LES PRODUITS NATURELS NETTOYANTS ET ASSAINISSANTS

Les huiles essentielles :

La plupart sont bactériostatiques, ce qui signifie qu'elles stoppent la prolifération microbienne, et certaines, comme l'essence de citron, sont bactéricides, c'est à dire qu'elles tuent les microbes, et surtout elles sont les seules à venir à bout des virus dont elles détruisent la membrane extérieure.

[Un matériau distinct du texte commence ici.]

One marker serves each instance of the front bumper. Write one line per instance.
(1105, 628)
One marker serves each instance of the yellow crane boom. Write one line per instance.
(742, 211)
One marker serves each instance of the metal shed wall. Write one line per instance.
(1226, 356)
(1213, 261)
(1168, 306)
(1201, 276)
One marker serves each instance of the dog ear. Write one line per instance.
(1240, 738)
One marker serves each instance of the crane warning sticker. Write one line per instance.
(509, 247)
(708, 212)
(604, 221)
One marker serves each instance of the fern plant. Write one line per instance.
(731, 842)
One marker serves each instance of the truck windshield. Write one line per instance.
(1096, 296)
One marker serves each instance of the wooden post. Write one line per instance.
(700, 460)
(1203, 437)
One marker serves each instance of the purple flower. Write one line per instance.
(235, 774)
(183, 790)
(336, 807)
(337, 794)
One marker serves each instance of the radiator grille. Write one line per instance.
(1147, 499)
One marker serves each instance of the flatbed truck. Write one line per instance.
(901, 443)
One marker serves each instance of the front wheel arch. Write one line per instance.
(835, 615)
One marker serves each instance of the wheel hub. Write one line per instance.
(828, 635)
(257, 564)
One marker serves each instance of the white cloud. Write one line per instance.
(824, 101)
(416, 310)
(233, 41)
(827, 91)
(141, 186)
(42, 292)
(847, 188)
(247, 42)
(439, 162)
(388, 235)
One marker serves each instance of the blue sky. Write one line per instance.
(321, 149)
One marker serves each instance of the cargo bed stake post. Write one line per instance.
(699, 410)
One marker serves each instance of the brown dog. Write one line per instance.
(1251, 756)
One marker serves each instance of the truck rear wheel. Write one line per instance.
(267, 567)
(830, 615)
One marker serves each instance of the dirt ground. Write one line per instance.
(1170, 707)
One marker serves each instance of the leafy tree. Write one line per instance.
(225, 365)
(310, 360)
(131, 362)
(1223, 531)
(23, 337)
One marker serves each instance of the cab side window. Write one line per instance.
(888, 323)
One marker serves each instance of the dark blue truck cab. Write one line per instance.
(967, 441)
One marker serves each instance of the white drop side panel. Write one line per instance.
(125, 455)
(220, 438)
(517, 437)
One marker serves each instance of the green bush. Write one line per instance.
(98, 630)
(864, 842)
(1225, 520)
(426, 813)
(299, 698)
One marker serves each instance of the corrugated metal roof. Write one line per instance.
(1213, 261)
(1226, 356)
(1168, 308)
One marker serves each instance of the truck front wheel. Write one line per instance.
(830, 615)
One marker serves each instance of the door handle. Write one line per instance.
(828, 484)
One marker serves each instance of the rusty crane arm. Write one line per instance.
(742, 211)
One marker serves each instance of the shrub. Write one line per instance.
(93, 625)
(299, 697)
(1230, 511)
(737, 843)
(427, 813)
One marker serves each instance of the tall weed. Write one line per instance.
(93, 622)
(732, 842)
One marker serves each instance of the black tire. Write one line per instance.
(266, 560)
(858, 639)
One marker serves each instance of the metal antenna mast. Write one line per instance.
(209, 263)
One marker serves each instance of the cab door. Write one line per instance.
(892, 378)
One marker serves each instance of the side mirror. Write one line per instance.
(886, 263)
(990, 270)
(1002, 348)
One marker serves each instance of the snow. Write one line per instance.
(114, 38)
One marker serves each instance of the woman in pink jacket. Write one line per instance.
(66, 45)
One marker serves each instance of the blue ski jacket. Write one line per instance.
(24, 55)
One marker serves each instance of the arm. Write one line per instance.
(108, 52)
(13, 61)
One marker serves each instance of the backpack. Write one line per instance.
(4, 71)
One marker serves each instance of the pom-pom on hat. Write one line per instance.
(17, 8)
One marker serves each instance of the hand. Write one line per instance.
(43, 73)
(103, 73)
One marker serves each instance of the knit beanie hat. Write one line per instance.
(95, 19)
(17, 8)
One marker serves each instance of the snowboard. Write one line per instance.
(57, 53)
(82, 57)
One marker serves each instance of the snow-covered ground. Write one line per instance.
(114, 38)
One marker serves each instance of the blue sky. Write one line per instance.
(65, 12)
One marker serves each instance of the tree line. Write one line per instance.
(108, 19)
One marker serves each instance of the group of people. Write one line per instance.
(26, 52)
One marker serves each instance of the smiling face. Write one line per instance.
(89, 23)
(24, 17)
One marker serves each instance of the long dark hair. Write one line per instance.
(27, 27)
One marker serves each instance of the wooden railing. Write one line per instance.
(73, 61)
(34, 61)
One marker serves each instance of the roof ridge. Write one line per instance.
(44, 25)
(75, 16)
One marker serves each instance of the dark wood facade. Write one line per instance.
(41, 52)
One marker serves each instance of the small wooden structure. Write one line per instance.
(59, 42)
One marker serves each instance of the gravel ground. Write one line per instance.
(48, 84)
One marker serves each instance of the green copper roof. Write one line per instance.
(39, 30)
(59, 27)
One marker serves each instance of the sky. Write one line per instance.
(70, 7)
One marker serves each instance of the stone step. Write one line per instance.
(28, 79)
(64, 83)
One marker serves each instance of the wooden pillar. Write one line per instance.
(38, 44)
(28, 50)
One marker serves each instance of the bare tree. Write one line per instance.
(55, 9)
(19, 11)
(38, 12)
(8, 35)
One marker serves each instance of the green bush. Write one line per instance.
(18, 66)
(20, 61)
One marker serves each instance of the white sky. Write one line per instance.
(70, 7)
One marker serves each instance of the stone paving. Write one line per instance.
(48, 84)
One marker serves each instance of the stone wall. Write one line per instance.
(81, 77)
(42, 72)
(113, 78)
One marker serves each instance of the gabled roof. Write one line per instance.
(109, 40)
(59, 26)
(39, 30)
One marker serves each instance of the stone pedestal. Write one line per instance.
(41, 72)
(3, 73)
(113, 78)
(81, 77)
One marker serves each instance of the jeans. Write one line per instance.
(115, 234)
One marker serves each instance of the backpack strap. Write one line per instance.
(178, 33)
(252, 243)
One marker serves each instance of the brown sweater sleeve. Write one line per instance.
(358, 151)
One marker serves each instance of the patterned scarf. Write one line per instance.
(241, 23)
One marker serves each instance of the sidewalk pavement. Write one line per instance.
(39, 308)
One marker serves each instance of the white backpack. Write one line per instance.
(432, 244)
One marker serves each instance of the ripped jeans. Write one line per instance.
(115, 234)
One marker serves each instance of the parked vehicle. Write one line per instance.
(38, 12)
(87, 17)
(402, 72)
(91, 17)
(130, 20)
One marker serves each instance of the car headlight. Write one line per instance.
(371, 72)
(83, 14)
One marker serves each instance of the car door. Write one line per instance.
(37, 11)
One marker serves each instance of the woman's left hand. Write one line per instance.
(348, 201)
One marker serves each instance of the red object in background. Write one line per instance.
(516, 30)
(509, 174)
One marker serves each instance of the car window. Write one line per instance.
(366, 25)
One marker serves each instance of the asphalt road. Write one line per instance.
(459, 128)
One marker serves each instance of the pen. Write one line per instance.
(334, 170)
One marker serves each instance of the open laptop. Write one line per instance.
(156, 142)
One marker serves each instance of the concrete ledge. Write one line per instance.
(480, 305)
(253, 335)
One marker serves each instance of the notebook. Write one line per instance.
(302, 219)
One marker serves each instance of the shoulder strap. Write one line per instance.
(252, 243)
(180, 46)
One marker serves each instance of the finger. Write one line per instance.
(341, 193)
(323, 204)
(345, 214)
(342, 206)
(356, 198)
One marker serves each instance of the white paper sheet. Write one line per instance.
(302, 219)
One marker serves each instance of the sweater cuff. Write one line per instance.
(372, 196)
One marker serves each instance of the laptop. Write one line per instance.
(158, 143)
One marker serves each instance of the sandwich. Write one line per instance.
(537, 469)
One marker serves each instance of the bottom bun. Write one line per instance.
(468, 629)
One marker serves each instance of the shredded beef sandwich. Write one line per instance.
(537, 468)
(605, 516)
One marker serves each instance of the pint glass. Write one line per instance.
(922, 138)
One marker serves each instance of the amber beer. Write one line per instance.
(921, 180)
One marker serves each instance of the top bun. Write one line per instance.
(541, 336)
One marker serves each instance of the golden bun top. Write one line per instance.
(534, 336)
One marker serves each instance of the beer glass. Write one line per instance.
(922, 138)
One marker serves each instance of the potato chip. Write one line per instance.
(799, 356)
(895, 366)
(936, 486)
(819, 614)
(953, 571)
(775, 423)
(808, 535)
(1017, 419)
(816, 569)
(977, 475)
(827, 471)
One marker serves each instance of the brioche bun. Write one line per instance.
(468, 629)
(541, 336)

Il n'est pas nécessaire d'inonder la maison d'huiles essentielles; il suffit d'en diffuser dans l'atmosphère, notamment lorsqu'un membre de la famille est malade, d'en verser quelques gouttes dans  le produit lavant pour les mains ou la douche afin d'en améliorer les qualités antiseptiques. C'est pourquoi elles font partie de nombre de produits d'entretien écologiques.

Le vinaigre d'alcool :

Le vinaigre blanc, ou vinaigre d'alcool, comestible, est aussi un remarquable produit d'entretien. Il détartre la vaisselle et les cafetières et bouilloires électriques, le ver à vapeur, adoucit l'eau de rinçage du linge, assainit les surfaces de travail tout en les faisant briller. C'est un produit désinfectant, car les microbes ne survivent pas en milieu acide. Désinfecte le réfrigérateur et lui ôte tout odeur.

L'alcool à brûler :

Ce produit banal et peu coûteux désinfecte et assainit. Il nettoie bien les vitres, les rend brillantes et claires, il dégraisse le plan de travail dans la cuisine, fait briller les robinets. Appliqué sur un chiffon, il évite de respirer les produits à vaporiser !

Le citron :

A l'état naturel, c'est également un produit d'entretien pour les chromes, les émaux ou l'acier inoxydable.

La terre de Sommières :

Ce vieux produit, non fabriqué, que l'on achète à l'état naturel, récure remarquablement et sans danger.

L'argile :

Encore une substance naturelle et peu coûteuse ! Un bloc d'argile ou une coupelle avec un peu d'argile granulée placés dans le réfrigérateur supprime toute odeur, sans dépôt de substance douteuse sur les aliments.

Un peu d'argile dans la machine à laver renforce l'action de la lessive et donne un linge éclatant et doux.

L'argile, totalement hydrophile, ne bouche jamais les canalisations.

(Hélène Barbier)

(A cet article j'ajouterai pour ma part, et par expérience :

Le citron : utiliser  des citrons pressés, soit une économie. Sert aussi à empêcher la prolifération des fourmis à la campagne, dans les maisons, il suffit de mettre du jus de citron sur leur passage, elles le détestent.

Je me sers peu de l'alcool à brûler à cause de son odeur, je le remplace par le vinaigre blanc tout aussi efficace. Pour les vitres le mettre dans un peu d'eau avec très peu de produit vaisselle, une éponge, un chiffon blanc et  elles sont vite faites et éclatantes.)